Back at the NSA, an analyst can launch a search against calls in one of the Recovery departments using the Universal Task Tool (UTT), a front-end tool that can use a variety of identifiers: phone number, location , the customer’s name, the time of the call, or practically anything else that can be derived from the call’s metadata and pre-analytics to determine its content. Search parameters are then sent from UTT to the Retrospective server.
Each search that UTT sends to Retrospective is turned into an “official” task — a software robot that constantly checks the indexes of the call archive for matching calls. Since the archive holds up to 30 days’ worth of calls, you can effectively prevent callbacks and immediately initiate callbacks that have already occurred. As new calls are recorded, the staff system will pick them up in near real time, and line them up to send back to the NSA in the US.
How quickly calls are sent back to the NSA depends on the priority assigned to the monitoring. The 1 most important tasks—the most urgent surveillance needs—will jump to the top of the queue, while the 2 or 3 most important tasks will be added to the queue behind them. All calls in the queue will be transferred back to the NSA network in the US and added to their callers’ logs on the NSA’s audio communications analysis platform, Nucleon.

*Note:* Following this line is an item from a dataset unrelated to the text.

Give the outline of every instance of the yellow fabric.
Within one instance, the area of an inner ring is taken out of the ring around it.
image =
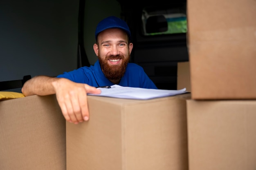
[[[14,92],[0,92],[0,101],[21,98],[25,96],[22,93]]]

According to the budget documents received by the Post, Retrospective technology—as part of the Mystic program—could already be deployed in as many as five additional countries beyond Scalawag. The beauty (if you can call it that) of using distributed detection technology is that it makes it easier for the NSA to measure this type of surveillance, while keeping the impact on your low-bandwidth network connections to objects. the application that hosts taps to just less. The biggest limitation of the method is the local storage capacity required, but that can be significantly reduced by noise reduction. At worst, the NSA would have to reduce the amount of time your call is “saved” to accommodate a larger call volume, or add more disk drives.